SHE IS NOT FAIR

She is not fair to outward view
As many maidens be;
Her loveliness I never knew
Until she smiled on me.
O then I saw her eye was bright,
A well of love, a spring of light.

But now her looks are coy and cold,
To mine they ne’er reply,
And yet I cease not to behold
The love-light in her eye:
Her very frowns are fairer far
Than smiles of other maidens are.

NOTES

Epithalamion.—Page [3].

Written by Spenser on his marriage in Ireland, in 1594, with Elizabeth Boyle of Kilcoran, who survived him, married one Roger Seckerstone, and was again a widow. Dr. Grosart seems to have finally decided the identity of the heroine of this great poem. It is worth while to explain, once for all, that I do not use the accented e for the longer pronunciation of the past participle. The accent is not an English sign, and, to my mind, disfigures the verse; neither do I think it necessary to cut off the e with an apostrophe when the participle is shortened.

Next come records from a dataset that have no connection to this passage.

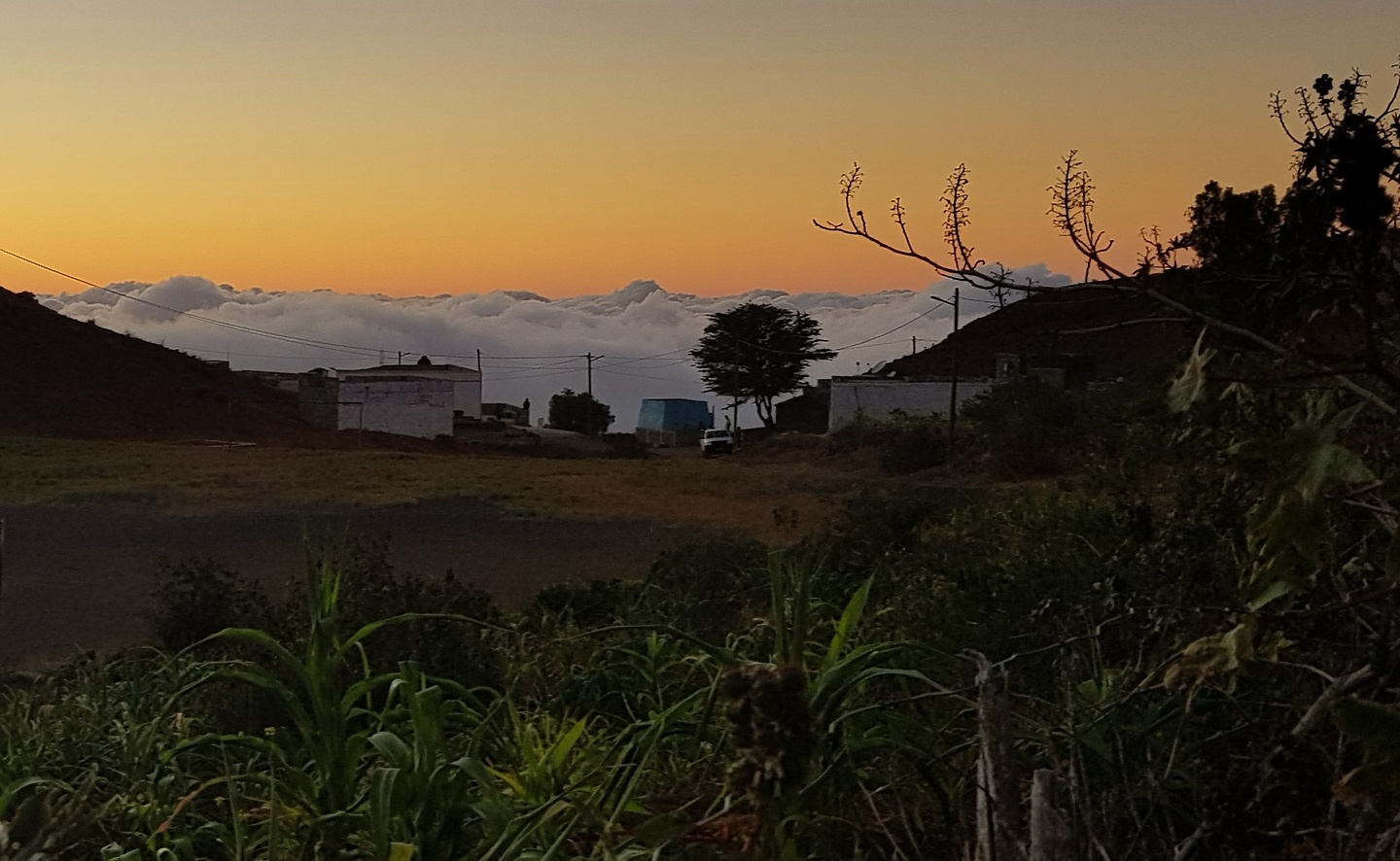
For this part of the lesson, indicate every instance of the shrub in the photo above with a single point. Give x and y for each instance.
(197, 597)
(904, 442)
(703, 584)
(1030, 429)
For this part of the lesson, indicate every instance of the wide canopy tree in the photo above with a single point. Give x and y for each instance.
(757, 352)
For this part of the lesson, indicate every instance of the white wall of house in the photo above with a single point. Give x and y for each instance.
(412, 407)
(467, 383)
(880, 397)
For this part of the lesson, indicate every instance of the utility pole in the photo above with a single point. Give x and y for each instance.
(734, 434)
(2, 549)
(952, 368)
(588, 418)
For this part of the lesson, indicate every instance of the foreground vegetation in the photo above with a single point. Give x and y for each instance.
(830, 701)
(1186, 651)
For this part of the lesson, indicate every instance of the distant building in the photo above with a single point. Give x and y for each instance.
(881, 396)
(412, 400)
(1057, 370)
(508, 412)
(805, 412)
(674, 420)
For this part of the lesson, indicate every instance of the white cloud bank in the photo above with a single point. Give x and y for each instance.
(531, 346)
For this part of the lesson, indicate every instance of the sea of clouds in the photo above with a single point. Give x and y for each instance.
(531, 346)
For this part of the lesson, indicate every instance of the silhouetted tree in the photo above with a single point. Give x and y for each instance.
(757, 352)
(578, 412)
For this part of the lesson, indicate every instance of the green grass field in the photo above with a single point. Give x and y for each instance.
(742, 492)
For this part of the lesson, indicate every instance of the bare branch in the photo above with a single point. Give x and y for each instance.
(1125, 325)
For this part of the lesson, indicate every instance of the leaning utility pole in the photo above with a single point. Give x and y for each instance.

The reader knows at a glance how the word is to be numbered; besides, he may have his preferences where choice is allowed. In reading such a line as Tennyson’s

‘Dear as remembered kisses after death,’

one man likes the familiar sound of the word ‘remembered’ as we all speak it now; another takes pleasure in the four light syllables filling the line so full. Tennyson uses the apostrophe as a rule, but neither he nor any other author is quite consistent.

Rosalynd’s Madrigal.—Page [21].

It may please the reader to think that this frolic, rich, and delicate singer was Shakespeare’s very Rosalind. From Dr. Thomas Lodge’s novel, Euphues’ Golden Legacy, was taken much of the story, with some of the characters, and some few of the passages, of As You Like It.